What sets Vacaville apart from other downtown revitalization ventures in California is the area has a lot of historic buildings the city committed to preserve, as well as provide incentives to spark private investment, he said.
Since 1982, the redevelopment agency has invested millions in downtown parking, land acquisitions and improvement projects, major street and infrastructure improvements. The redevelopment district is roughly 12 city blocks.
Even if it's a new building, it has to be constructed using certain materials and have design components to complement the history of downtown.
"It couldn't be a steel and glass three-story building," Smith said. "It needs to have natural toned finishes and so on to meet the guidelines for buildings in the downtown."
As far as the economic impact on businesses in the historic district, investors and merchants will likely realize a "tremendous bang for the buck."
"With Vacaville, we have a concentrated area here where we can truly make a difference, and I think we have," he said.
Thus far, the city has completed the revitalization of the old Basic plant, built the popular CreekWalk, brought a library back downtown and completed the entryway project on Davis street in the summer.
"There are a lot of things going on to make it a really interesting place to be," Smith said. "It ripples out - the support of the community at large, the support of the downtown businesses and the vision, direction and support from the council to show us the way and give us the tools to make all of this happen."
Real estate agent Mary Ann Rollison handled the leasing of the building that houses Saltato's, the toy store and candy company.
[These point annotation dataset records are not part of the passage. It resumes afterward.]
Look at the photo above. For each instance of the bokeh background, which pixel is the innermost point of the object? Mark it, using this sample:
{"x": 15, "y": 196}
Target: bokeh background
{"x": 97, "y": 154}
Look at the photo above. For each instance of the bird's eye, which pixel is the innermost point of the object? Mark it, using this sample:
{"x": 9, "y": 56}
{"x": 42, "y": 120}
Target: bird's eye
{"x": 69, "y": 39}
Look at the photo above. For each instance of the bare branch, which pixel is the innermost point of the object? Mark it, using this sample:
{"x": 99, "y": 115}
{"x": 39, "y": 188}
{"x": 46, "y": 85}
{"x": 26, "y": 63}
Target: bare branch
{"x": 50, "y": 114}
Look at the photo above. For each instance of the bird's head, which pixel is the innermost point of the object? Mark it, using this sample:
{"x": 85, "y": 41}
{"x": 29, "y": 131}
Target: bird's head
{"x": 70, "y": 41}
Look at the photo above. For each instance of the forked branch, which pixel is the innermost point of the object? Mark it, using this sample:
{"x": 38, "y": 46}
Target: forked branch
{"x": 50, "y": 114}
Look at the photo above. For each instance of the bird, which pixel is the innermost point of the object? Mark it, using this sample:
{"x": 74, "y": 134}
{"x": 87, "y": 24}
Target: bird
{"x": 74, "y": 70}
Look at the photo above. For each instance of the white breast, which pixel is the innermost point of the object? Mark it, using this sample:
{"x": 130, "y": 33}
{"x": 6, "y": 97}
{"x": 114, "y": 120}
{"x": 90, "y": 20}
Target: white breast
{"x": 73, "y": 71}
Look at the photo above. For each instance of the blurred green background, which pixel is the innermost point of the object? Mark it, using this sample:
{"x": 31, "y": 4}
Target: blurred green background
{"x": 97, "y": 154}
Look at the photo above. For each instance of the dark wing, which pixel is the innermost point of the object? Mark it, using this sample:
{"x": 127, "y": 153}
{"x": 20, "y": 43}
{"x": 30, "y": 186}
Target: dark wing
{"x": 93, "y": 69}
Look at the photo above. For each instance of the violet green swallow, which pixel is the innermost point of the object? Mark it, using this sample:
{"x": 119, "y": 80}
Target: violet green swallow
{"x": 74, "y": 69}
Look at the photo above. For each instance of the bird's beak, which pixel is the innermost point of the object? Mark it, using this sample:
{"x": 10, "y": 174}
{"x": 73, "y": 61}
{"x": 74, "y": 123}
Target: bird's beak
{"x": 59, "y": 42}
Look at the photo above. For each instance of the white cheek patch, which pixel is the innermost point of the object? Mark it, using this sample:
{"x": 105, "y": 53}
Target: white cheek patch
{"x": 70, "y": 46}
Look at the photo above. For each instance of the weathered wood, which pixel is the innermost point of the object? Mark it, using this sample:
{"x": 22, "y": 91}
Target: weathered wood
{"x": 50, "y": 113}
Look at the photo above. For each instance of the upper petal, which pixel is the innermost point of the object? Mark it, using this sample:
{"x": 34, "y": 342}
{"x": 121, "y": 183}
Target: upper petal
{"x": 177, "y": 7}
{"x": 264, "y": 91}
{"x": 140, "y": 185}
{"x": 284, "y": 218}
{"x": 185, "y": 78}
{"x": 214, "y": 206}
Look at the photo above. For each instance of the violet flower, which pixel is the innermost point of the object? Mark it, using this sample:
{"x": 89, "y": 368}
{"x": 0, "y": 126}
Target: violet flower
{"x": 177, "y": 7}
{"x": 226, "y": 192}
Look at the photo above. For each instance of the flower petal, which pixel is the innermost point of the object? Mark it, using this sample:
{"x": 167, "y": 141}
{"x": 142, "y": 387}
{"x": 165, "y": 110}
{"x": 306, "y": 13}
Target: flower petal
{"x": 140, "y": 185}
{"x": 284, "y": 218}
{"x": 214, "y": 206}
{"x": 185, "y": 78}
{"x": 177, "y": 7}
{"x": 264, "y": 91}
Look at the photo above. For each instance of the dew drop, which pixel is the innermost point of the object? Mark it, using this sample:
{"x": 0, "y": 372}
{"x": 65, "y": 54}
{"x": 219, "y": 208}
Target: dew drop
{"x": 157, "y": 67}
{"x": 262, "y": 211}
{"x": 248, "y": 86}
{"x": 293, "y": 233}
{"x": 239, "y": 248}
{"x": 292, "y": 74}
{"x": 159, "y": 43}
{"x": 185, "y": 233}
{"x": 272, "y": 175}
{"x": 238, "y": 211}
She is currently offering an additional 2,000 square feet for $1.50 per square foot.
Rollison said lease rates continue to climb steadily due to the rising construction costs, and the market demand for retail space.
"They're hand in hand," she said. "They're going to need to achieve a certain lease rate in order to compensate for the construction costs."
However, the owners of the older buildings will benefit from the rise in lease costs because of the new construction.
Mayor Len Augustine said he finds great pride in Vacaville's downtown.
"I've always been bullish about Vacaville, but now the downtown is particularly coming to life, we really can't say enough about all the people who invested downtown," he said.
He said he considers the architecture of the Addiego buildings magnificent, and he's sure the new library will be a boon the new businesses.
Augustine said sometimes when he's walking through the area he imagines the people who worked and shopped there in the 1800s.
"The downtown has always been special, it goes back to 1850, and even before. It was the first commercial area that we had, and it has kind of a sense of place, it just feels good to be there," he said. "I don't think we could have pictured or imagined how nice things have turned out."